Это проще пояснить на вроде бы похожем примере. Ближе к концу биеннального маршрута зритель попадает как бы во вставную экспозицию, представляющую опыты общения разных людей, художников и нет, с иным миром. Один выкапывал из могил трупы девочек-подростков и делал из них куклы. Другой представляется волхвом и говорит, что современный мир нави — это информационное общество. Третья выражает в картинах силу Великой Праматери, представляя взгляд «с той стороны». Ещё один гнёт гвозди, черпая энергию на одном из кладбищ Якутска. На этом этапе приходится ответить себе на вопрос — чем отличаются две яркие работы, глядя на которые понимаешь, зачем вообще нужна такая штука, как современное искусство, от этих макабрических сюжетов из передач «РЕН-ТВ». Формально они построены по схожей схеме, и, вероятно, куратор заложила в экспозицию необходимость их сравнить. Ответ, конечно, прост: в основе первых лежит игра, занятие, не обусловленное никакой жизненной необходимостью, не преследующее целей выживания, которое ни за чем не нужно, в то время как мирок «РЕН-ТВ» убийственно серьёзен. И если считать, что куратор показывает нам выход за пределы круговорота смертей и рождений, — то он в этом зазоре.

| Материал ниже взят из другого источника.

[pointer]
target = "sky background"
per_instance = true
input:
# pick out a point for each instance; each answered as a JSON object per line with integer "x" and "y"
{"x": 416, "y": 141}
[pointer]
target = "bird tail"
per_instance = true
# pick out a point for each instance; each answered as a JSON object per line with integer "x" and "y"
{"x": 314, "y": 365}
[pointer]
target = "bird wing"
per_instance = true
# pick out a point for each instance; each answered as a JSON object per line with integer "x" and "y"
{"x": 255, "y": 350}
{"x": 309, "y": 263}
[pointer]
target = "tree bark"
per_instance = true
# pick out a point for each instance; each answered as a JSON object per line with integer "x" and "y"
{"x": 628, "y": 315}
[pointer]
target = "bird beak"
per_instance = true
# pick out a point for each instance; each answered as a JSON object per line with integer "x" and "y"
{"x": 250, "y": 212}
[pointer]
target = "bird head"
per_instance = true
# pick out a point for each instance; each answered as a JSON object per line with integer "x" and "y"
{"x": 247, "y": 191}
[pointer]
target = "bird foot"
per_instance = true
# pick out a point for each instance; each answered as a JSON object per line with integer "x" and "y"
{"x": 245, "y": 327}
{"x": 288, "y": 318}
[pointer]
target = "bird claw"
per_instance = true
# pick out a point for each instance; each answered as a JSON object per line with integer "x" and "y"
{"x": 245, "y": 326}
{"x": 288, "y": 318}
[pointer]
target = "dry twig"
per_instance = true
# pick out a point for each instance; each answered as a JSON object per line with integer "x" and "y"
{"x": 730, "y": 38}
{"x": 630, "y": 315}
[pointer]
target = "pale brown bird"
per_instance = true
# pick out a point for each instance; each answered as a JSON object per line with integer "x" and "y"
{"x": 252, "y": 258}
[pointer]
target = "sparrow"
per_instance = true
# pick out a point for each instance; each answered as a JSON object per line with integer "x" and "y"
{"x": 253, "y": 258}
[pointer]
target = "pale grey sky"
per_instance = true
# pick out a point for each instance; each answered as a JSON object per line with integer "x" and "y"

Анонимный художник. Город бесов, 2019
Стрит-арт на улицах Екатеринбурга

Закрывает экспозицию видео американки Адриан Пайпер «Адриан переезжает в Берлин». Художница действительно переехала, вышла на Александерплац и начала танцевать, решив, что это единственное, что можно сделать, когда сталкиваешься с чем‑то непереносимым — с чуждыми политическими системами, с фактом недавнего существования Берлинской стены, с неизбежной смертью. Dance, Dance, Dance — рецепт спасения даётся почти по Мураками, и, судя по счастливому лицу художницы, он вполне работающий.